Still, there are some older art pieces that have survived the move from Trinidad and the wilderness years that followed. This post is for them. I’ve long lost most of the back story for them but what little can be found is here for you to see. Let’s see if I can put them in chronological order…

Joy & Heat

2 minis done for the by Leigh handcrafted calendar of 1998. This was back in the day when I owned and ran a creative production house in Trinidad & Tobago called, you guessed it, by Leigh. We operated out my parents’ back patio, a giant patio that I utterly miss! Heat – because this is what you create if you listen to sexy cd’s on repeat; and Joy – because this is what you feel when you’re bursting with the newness, promise, excitement and wonder of a new year and all the magic that promises! Heat is acrylic on paper and Joy is oil pastel on sugar paper. I can hear the gasps from here… all I can say is that I knew a lot less about art materials then. Forgive me?

Ahhh! Frustration.

Wish I could remember everything I did in 2001 but when you move countries and leave a lot of your life behind, it’s hard to keep track. What I do know is that somewhere in 2001 I was frustrated beyond belief because this lovely number was my release.

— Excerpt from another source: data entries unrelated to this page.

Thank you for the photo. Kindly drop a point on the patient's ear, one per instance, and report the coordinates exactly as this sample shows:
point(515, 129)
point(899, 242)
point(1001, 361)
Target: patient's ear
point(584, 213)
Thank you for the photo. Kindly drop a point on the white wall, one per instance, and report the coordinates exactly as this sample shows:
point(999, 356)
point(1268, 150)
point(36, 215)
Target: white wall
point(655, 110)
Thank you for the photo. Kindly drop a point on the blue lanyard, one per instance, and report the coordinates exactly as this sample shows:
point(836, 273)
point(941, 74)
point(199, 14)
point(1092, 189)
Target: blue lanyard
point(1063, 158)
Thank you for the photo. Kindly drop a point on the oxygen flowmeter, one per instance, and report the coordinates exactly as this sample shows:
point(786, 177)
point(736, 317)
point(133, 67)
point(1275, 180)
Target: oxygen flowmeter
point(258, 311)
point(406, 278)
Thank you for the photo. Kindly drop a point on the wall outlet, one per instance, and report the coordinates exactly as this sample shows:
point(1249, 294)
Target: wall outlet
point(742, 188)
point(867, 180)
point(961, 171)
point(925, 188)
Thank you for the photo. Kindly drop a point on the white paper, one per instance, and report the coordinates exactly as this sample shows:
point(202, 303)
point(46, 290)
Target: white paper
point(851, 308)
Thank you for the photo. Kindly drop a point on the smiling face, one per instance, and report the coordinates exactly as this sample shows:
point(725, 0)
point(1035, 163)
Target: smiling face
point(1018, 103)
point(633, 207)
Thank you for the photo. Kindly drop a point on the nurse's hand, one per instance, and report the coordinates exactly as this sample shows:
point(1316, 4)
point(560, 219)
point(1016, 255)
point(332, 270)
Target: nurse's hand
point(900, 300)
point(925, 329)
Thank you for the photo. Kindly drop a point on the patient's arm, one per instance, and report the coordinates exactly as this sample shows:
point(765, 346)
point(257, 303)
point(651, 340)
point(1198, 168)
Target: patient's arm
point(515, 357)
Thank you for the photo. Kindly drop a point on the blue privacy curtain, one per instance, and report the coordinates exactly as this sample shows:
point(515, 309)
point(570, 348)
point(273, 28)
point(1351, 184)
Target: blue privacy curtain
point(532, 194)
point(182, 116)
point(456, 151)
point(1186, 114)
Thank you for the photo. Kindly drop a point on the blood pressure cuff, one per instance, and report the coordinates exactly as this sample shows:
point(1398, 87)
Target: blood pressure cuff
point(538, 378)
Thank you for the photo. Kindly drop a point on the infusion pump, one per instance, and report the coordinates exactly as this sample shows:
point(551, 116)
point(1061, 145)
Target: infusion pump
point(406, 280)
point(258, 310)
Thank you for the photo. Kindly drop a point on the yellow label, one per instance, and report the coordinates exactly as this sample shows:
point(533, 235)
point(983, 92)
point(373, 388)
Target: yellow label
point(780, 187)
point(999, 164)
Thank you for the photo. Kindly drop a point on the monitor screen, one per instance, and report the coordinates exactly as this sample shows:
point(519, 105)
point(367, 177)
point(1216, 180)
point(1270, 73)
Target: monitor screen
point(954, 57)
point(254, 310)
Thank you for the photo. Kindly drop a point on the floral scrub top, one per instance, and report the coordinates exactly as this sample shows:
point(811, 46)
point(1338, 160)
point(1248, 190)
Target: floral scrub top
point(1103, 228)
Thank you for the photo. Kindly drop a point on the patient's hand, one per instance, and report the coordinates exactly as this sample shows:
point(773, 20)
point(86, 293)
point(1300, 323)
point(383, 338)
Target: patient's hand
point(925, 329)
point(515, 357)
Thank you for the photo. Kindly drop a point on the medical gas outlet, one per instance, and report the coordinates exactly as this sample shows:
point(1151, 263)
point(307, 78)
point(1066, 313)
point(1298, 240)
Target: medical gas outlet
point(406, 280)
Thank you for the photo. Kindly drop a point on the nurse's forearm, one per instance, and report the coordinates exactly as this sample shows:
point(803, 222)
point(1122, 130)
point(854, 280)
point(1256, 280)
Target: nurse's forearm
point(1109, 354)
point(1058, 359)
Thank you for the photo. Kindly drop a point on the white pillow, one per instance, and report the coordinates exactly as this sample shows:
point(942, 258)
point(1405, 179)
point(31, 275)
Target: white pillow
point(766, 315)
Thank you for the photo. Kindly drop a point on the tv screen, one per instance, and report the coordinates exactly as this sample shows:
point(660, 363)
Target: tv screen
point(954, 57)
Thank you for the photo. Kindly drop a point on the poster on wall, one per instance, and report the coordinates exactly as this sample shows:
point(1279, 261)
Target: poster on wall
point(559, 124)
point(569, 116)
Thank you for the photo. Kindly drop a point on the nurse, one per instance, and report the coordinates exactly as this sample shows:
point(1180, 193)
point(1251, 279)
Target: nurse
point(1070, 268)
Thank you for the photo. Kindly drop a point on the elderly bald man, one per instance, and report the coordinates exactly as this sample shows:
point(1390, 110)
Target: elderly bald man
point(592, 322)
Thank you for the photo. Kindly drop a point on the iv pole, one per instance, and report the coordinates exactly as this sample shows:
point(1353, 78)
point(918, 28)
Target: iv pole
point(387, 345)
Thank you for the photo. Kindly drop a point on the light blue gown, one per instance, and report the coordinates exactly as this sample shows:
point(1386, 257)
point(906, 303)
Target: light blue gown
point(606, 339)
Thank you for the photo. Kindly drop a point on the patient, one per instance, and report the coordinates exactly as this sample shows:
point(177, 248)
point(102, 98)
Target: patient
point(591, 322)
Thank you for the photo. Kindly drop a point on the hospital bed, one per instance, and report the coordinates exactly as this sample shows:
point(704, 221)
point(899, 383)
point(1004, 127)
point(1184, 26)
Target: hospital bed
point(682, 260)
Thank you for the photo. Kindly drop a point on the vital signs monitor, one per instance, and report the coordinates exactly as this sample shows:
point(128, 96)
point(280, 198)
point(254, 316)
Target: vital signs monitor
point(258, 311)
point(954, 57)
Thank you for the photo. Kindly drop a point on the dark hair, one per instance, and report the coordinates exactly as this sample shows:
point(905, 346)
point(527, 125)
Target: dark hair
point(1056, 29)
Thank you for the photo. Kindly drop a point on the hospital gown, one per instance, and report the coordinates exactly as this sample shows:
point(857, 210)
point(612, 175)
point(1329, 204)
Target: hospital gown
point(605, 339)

A very very long moment of abject and utter frustration with my life that needed an outlet, this black paper stuck to board savaged by a white and a grey oil pastel crayon = the outlet. Boy, was that healing!

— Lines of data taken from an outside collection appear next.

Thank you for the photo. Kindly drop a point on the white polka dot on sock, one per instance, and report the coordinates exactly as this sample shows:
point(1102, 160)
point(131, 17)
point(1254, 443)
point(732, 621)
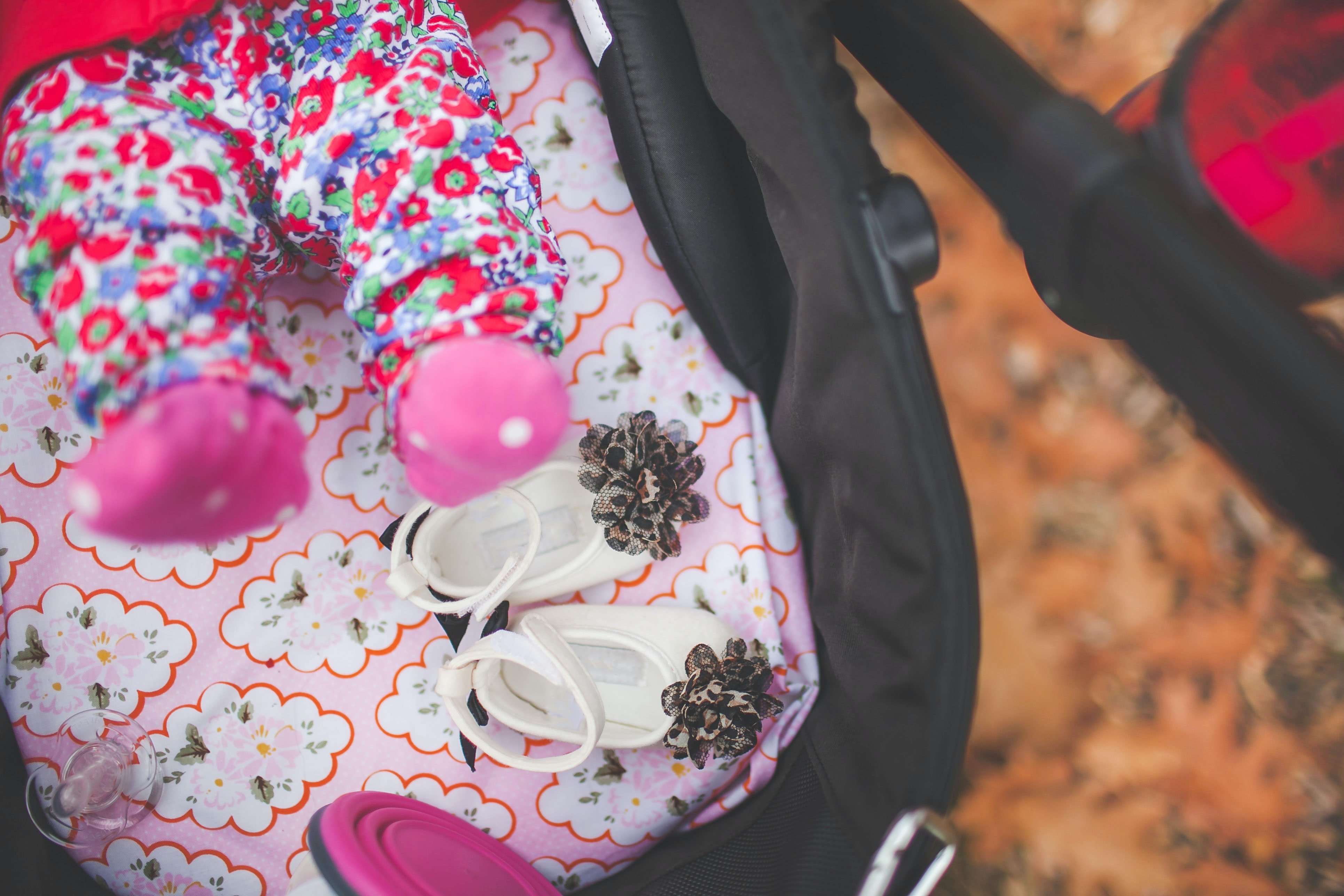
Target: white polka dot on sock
point(515, 432)
point(85, 499)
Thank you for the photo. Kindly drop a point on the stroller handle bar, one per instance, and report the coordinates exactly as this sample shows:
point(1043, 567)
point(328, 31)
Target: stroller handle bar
point(886, 862)
point(1112, 250)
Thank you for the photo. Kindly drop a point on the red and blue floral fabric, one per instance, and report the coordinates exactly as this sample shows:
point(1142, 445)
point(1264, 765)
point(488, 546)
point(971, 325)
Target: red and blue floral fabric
point(164, 184)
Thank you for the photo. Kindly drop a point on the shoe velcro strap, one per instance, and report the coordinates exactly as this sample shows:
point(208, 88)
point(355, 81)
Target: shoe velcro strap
point(538, 647)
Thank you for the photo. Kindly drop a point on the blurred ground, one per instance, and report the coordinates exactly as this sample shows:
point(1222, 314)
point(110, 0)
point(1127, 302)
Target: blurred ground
point(1162, 692)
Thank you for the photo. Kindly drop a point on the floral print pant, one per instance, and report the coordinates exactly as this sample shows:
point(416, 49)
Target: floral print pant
point(164, 184)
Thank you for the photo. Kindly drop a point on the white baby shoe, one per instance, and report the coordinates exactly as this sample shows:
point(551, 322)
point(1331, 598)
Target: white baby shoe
point(588, 675)
point(532, 541)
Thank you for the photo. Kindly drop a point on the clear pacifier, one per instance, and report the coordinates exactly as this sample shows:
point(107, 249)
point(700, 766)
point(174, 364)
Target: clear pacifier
point(100, 777)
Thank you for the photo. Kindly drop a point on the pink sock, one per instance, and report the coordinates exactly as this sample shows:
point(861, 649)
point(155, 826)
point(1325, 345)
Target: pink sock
point(197, 463)
point(475, 413)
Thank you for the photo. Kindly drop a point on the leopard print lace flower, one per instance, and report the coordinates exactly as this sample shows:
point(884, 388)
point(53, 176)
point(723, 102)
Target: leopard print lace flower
point(643, 476)
point(720, 708)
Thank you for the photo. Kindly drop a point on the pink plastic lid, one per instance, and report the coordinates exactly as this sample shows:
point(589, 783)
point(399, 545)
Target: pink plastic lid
point(371, 844)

That’s the funny thing about time though… try as I might, I cannot think what I was so frustrated about but I bet back then it was tantamount to the “end of the world” as I knew it. Nice to look back and laugh at myself, at least I have a lovely piece of art to show for it!

Sunrise.

One June morning this skyscape literally just fell out of my head and on to a canvas. I rolled out of bed and stepped up to the canvas; it was painting in lieu of my  morning meditation. Took 45 mins and when I surfaced, there it was in all its glory. To this day I do not know where it came from and how I did it.

Amniotic Safety

I can’t remember exactly what was going on in my world when this was painted. I know I was living with a gay Irishman (he was like family!) and a Gothic Brit bloke (who kept very much to himself) in Finsbury Park. LikeSunrise, this too was a spur of the moment piece, but I haven’t the foggiest what inspired it.

Sun Blossom

Sun Blossom | Drawn while living in Barking, East London at friends of my Dad’s for 2 weeks in August because I was between house-shares. Yep, the last one ended before the next could begin i.e. I was homeless and commuting from Barking to Pimlico for work everyday but apparently my outlook on the entire thing was very bright and sunny cause hey, look what I drew!

Sunshine Sari (ink), Sunshine Sari (colour).

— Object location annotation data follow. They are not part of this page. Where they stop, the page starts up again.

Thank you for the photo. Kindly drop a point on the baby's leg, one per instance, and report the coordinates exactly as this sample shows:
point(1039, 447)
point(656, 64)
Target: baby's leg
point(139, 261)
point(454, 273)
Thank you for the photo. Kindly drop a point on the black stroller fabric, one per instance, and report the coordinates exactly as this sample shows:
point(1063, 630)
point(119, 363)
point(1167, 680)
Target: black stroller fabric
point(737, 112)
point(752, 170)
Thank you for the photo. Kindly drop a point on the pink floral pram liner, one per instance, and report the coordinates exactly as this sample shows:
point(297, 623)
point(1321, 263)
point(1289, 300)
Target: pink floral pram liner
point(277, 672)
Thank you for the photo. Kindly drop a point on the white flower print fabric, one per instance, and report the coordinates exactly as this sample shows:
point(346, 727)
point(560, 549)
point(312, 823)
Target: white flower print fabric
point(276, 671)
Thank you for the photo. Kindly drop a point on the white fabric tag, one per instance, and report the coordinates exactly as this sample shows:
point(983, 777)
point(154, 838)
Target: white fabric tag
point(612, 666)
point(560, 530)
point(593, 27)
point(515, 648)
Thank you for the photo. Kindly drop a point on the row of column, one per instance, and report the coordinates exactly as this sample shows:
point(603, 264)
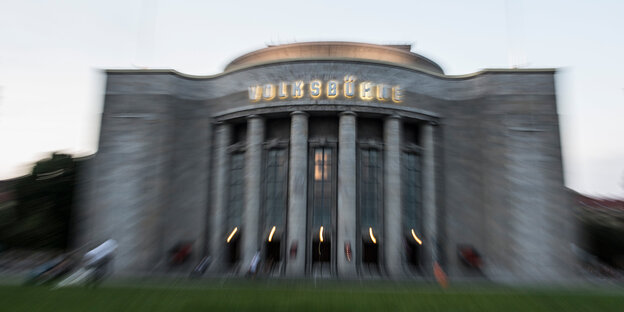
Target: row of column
point(298, 193)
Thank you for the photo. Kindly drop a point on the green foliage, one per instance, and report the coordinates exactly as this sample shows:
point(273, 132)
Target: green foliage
point(272, 296)
point(44, 201)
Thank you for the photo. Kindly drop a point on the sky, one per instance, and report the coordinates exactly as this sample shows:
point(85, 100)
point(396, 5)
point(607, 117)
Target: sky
point(53, 53)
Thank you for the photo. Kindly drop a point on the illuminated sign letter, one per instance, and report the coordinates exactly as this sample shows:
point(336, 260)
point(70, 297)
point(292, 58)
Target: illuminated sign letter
point(397, 94)
point(383, 92)
point(315, 88)
point(255, 92)
point(281, 91)
point(349, 87)
point(268, 93)
point(366, 91)
point(332, 89)
point(297, 89)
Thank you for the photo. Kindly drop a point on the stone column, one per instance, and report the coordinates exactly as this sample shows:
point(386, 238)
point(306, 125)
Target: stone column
point(346, 215)
point(429, 194)
point(297, 194)
point(392, 244)
point(253, 179)
point(217, 231)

I have always had a fascination for East Indian fashion, celebrations and ceremonies. It’s not hard to develop when you grow up in a country where roughly half the population are of mainly East Indian descent. I grew up celebrating Eid and Divali right alongside Easter and Christmas. That aside, have you ever seen a Hindu Bride? Wow! Sunshine Sari is my way of remembering a rich, multifaceted culture that I missed being a part of while I was recreating the life of Selvon’s Lonely Londoner in September 2004.

Now Comes the Night.

Somewhere in October I developed a fascination with silhouettes, shadowed outlines and stunning background colours… I guess I was just noticing the change of season and the loss of light. I did a few oil pastel sketches of scenes like this and outlined them with black fabric scribblers cause I liked the raised effect, but then decided against it when I actually painted it. I was really curious about exploring different drawing styles at the time too, thinking mine was so so boring. Looking back on it now, both pieces just seem lazy. The thought process was there but I didn’t really work very hard at exploring it.

Ice Cold

November – a Caribbean girl in a temperate country at the end of Autumn… need I say more?